Cognitieve veranderingen bij het ouder worden
Hoe kan het zijn dat sommige 78-jarigen herinneringen uit hun twintiger jaren kunnen herinneren terwijl anderen zich de naam van hun kleinkind niet kunnen herinneren? Er is voldoende bewijs dat veranderingen in hersenstructuur en-functie nauw verbonden zijn met veranderingen in cognitieve functie. Om veroudering-gerelateerde cognitieve achteruitgang te begrijpen is het belangrijk om de relatie tussen de hersenen en cognitie te bestuderen.
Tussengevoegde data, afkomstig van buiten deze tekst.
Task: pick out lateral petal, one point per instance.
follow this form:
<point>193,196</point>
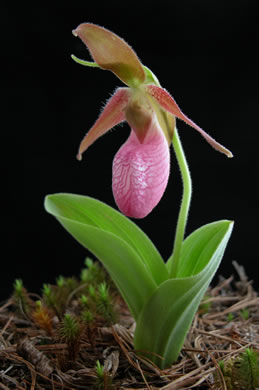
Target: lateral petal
<point>166,101</point>
<point>112,114</point>
<point>112,53</point>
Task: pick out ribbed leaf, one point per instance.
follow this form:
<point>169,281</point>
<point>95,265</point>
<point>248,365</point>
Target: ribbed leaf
<point>164,322</point>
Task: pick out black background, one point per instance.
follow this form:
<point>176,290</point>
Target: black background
<point>203,52</point>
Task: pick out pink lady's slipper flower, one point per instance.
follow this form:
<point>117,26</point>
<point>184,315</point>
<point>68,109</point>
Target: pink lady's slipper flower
<point>141,166</point>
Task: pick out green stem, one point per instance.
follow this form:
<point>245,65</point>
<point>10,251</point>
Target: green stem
<point>174,260</point>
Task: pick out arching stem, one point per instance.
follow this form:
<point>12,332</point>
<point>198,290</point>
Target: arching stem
<point>174,260</point>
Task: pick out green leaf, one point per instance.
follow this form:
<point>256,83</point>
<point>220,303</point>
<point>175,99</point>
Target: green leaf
<point>112,238</point>
<point>85,63</point>
<point>198,248</point>
<point>91,211</point>
<point>164,322</point>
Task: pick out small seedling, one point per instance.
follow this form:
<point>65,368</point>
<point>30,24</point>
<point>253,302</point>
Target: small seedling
<point>163,296</point>
<point>245,314</point>
<point>21,298</point>
<point>104,304</point>
<point>43,318</point>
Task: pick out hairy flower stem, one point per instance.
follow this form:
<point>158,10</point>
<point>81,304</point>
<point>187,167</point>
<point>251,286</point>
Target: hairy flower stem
<point>174,260</point>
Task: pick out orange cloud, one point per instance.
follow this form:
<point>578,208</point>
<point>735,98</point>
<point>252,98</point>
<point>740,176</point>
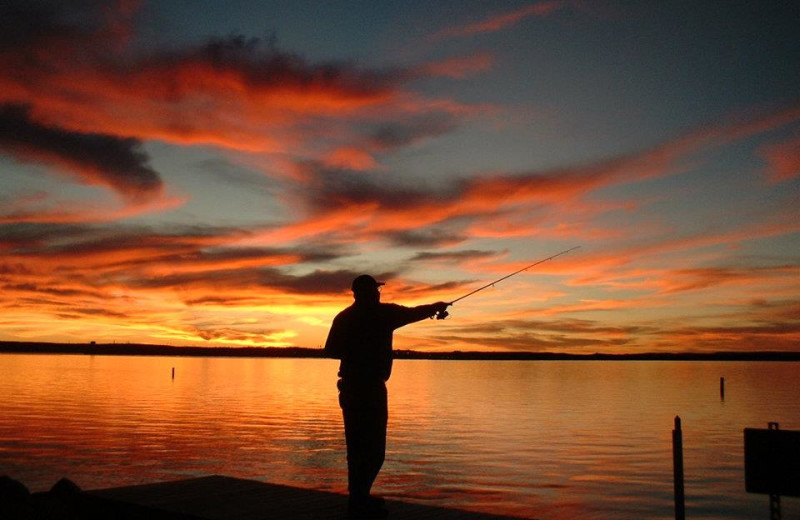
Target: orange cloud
<point>783,159</point>
<point>500,21</point>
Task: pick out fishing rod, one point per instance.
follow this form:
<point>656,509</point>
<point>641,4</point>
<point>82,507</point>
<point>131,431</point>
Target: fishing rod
<point>442,315</point>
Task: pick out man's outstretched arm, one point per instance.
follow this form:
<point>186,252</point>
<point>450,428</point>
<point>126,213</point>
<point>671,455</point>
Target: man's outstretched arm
<point>419,313</point>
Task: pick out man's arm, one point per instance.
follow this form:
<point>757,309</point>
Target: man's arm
<point>418,313</point>
<point>335,344</point>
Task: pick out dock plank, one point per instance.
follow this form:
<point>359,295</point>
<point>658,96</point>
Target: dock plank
<point>219,497</point>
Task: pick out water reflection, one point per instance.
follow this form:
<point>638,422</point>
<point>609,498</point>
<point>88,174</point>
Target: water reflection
<point>544,439</point>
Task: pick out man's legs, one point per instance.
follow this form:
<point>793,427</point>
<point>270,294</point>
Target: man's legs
<point>365,418</point>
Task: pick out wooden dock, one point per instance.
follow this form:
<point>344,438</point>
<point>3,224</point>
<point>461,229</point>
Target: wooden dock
<point>226,498</point>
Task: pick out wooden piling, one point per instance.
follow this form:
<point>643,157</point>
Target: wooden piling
<point>677,469</point>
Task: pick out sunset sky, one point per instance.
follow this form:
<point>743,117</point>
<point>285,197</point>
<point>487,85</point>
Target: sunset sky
<point>216,173</point>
Deze sectie zal een overzicht geven van cognitieve functies van de hersenen en cognitieve achteruitgang bespreken.
incidentie van dementie en de ziekte van Alzheimer in de VS
bron: Rocca WA, Petersen RC, et al.: Trends in de incidentie en prevalentie van de ziekte van Alzheimer, dementie, en cognitieve stoornissen in de Verenigde Staten. Alzheimer Dement. 2011;7(1):80-93.
veel oudere volwassenen klagen over toegenomen geheugenverlies naarmate ze ouder worden, en een belangrijke focus van het onderzoek is geweest om te proberen een onderscheid te maken tussen geheugenverlies toe te schrijven aan normale veroudering en geheugenverlies dat wijst op voortijdige, versnelde veroudering, met name de ziekte van Alzheimer.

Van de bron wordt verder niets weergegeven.